Guitarist and educator Brad Shepik’s compositions have attracted sufficient attention in the US for a transcription of a solo from one of his pieces, ‘Carbonic’, from his Human Activity Suite (aimed to increase awareness of manmade climate change), to be printed and analysed in the January 2010 issue of Downbeat magazine. That he is perhaps less well known in the UK, is no reason not to check him out on his flying visit to the Vortex, en route from Majorca. I’m glad I did.
Although a little reserved perhaps, he delights in showcasing his guitar mastery before an audience; the concert ran well over the scheduled time, and no one in the raptly attentive audience was complaining, or beat a surreptitious path to the exit.
During the first solo set he used pedals and loops to great effect to create ambient soundworlds on some pieces.
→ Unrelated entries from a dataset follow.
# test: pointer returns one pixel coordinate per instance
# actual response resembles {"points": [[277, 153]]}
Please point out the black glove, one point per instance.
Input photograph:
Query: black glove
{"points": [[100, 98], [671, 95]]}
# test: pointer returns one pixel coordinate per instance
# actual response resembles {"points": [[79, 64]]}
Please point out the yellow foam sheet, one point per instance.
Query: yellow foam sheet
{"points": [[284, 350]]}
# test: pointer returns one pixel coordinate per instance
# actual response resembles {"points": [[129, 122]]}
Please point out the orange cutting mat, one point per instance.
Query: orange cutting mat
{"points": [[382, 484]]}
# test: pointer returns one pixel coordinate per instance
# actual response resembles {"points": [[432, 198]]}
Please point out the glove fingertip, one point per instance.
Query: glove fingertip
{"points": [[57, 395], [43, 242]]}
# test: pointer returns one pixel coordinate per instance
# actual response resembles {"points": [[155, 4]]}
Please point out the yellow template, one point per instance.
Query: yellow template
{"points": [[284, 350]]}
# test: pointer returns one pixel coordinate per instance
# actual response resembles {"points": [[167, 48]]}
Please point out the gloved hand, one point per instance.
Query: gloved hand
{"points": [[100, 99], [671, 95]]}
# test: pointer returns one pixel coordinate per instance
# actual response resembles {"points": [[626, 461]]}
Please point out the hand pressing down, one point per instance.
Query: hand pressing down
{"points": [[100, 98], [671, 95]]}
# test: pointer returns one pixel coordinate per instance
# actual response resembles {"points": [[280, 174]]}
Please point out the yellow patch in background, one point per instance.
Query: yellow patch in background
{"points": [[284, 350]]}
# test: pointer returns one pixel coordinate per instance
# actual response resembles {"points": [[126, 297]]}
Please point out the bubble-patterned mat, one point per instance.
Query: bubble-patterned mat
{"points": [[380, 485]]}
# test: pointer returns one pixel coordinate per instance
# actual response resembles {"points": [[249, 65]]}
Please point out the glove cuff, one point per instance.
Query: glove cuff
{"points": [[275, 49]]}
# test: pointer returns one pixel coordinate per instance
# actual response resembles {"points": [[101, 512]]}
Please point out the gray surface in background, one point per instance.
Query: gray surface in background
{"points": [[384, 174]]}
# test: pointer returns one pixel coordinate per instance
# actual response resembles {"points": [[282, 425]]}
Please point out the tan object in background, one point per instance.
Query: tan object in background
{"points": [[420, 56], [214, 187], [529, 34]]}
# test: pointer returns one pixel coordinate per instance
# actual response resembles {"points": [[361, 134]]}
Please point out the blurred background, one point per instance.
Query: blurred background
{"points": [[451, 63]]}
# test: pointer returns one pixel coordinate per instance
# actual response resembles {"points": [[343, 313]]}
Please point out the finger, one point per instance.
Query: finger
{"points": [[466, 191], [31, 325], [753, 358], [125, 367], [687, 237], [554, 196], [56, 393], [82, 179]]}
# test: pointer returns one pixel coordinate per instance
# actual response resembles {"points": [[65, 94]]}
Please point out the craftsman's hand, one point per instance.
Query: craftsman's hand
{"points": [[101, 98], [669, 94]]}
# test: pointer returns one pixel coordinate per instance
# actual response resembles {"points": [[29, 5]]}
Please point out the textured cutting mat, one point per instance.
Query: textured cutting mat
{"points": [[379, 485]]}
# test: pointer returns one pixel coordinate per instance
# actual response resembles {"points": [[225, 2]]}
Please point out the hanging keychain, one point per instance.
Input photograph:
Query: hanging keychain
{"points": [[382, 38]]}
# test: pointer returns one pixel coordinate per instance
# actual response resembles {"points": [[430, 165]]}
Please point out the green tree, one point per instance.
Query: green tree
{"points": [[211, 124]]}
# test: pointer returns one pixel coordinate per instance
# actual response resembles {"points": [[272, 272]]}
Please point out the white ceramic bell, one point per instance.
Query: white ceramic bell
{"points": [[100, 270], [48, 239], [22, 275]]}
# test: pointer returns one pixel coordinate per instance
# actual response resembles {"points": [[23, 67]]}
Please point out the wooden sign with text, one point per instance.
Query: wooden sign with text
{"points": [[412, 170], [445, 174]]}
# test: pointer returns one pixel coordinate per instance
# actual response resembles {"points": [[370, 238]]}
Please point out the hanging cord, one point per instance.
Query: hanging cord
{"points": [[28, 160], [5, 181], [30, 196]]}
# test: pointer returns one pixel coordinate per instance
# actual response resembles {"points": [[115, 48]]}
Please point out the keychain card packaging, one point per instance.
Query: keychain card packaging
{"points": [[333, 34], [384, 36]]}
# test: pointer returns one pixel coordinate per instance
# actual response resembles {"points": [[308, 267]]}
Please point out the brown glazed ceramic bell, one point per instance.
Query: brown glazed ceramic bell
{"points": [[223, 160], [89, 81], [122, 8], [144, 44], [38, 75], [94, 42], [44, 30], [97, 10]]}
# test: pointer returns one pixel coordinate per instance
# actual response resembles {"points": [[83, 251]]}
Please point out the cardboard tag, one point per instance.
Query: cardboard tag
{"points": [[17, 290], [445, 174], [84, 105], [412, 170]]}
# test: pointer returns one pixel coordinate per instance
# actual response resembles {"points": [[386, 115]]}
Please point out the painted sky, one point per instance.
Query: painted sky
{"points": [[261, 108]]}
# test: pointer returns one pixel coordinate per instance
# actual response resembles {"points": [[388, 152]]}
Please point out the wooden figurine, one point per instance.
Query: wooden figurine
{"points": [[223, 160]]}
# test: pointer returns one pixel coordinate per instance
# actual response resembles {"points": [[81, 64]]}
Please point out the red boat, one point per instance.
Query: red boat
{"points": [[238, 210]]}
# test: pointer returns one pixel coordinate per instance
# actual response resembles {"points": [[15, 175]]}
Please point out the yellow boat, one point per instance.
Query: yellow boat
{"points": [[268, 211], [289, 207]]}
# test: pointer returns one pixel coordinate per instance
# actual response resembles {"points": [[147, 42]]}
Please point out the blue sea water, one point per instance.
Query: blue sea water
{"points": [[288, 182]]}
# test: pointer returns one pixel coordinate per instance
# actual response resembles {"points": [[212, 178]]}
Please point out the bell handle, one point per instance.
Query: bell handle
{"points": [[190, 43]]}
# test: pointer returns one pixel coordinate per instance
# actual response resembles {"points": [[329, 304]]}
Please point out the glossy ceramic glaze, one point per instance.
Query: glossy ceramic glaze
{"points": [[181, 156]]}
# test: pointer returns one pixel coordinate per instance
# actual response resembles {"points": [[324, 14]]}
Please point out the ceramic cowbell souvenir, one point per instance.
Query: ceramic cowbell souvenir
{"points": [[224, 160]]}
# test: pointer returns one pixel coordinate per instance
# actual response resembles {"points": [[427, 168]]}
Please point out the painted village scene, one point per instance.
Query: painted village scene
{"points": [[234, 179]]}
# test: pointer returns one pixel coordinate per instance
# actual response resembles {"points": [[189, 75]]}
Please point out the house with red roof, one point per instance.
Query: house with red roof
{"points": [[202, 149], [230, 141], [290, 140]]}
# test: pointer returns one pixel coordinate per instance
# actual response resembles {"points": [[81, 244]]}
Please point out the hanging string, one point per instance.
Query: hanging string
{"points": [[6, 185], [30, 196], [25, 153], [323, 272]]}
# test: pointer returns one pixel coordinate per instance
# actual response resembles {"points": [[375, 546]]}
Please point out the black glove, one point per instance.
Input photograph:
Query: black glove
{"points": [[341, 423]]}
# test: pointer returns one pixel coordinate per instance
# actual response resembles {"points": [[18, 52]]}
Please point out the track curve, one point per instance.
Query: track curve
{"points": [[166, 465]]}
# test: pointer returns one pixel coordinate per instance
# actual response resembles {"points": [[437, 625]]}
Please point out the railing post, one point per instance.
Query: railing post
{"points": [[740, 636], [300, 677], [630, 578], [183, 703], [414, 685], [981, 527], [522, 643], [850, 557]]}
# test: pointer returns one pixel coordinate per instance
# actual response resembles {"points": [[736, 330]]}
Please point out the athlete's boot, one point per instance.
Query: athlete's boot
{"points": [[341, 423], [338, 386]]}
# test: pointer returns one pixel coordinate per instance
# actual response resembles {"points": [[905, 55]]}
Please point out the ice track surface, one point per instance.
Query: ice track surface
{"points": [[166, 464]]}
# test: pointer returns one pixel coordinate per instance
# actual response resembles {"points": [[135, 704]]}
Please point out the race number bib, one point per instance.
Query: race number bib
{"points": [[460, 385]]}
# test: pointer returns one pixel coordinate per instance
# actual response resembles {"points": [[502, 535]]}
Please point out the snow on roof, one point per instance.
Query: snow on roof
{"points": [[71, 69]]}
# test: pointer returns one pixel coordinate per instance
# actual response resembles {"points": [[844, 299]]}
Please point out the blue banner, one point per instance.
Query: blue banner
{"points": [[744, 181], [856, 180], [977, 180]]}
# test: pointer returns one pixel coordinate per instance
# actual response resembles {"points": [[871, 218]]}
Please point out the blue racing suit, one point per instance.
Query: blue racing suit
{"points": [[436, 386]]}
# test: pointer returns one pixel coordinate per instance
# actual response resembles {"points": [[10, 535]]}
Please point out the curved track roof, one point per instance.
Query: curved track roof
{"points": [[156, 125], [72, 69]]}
On others the solo guitar was unalloyed, so the approach was highly reminiscent of that on Joe Pass’ Virtuoso series of albums; strong sellers in their day. Like Pass, Shepik is not afraid to let a solo guitar shine on its own merits, clear and clean. Shepik’s sound though was bang up to date, with the audience deriving particular enjoyment from his rendition of Nirvana’s ‘In Bloom’. There were standards too, such as ‘Cry Me a River’, as well as a sprinkling of original compositions.
His performances were exemplary in their fluidity and lyricism, not losing the underpinning rhythmic pulse, be it swinging, grooving, or a jazz waltz. His style is to express the melody in understated but recognisable form, and then after a first exploration of the changes, to revisit it more than once in the piece as a launch pad to further development along a different path, so an attentive listener never gets lost along the way.
He was joined during the second set by two local musicians, Tom Farmer, double bass, who has consistently impressed in the context of a few high quality projects over the past year or so, and James Maddren, drums, heard to good effect as a member of Alex Garnett’s Bunch of Fivesat the Cockpit only a week ago. A particular favourite of this set was a rendition of ‘For Once in My Life’, a tune associated with Stevie Wonder. Shepik’s approach really allowed the melody and meaning to be enjoyed at their best. New tunes by Shepik were also tackled during the set; one number, ‘C Maj 7/8’, displaying particular promise, at this stage of its development a tune in search of a title.
The evening started off auspiciously too: I arrived early to catch part of the French collective OXYD’s show downstairs at the Vortex. The quintet deployed gritty rock/grunge textures in the service of some of the most exciting, impassioned electric jazz/ imrpov I have heard for many months. The electric bass of Oliver Degabriele was clearly fundamental to their sound, while Oliver Laisney soared with biting, exhilarating trumpet solos.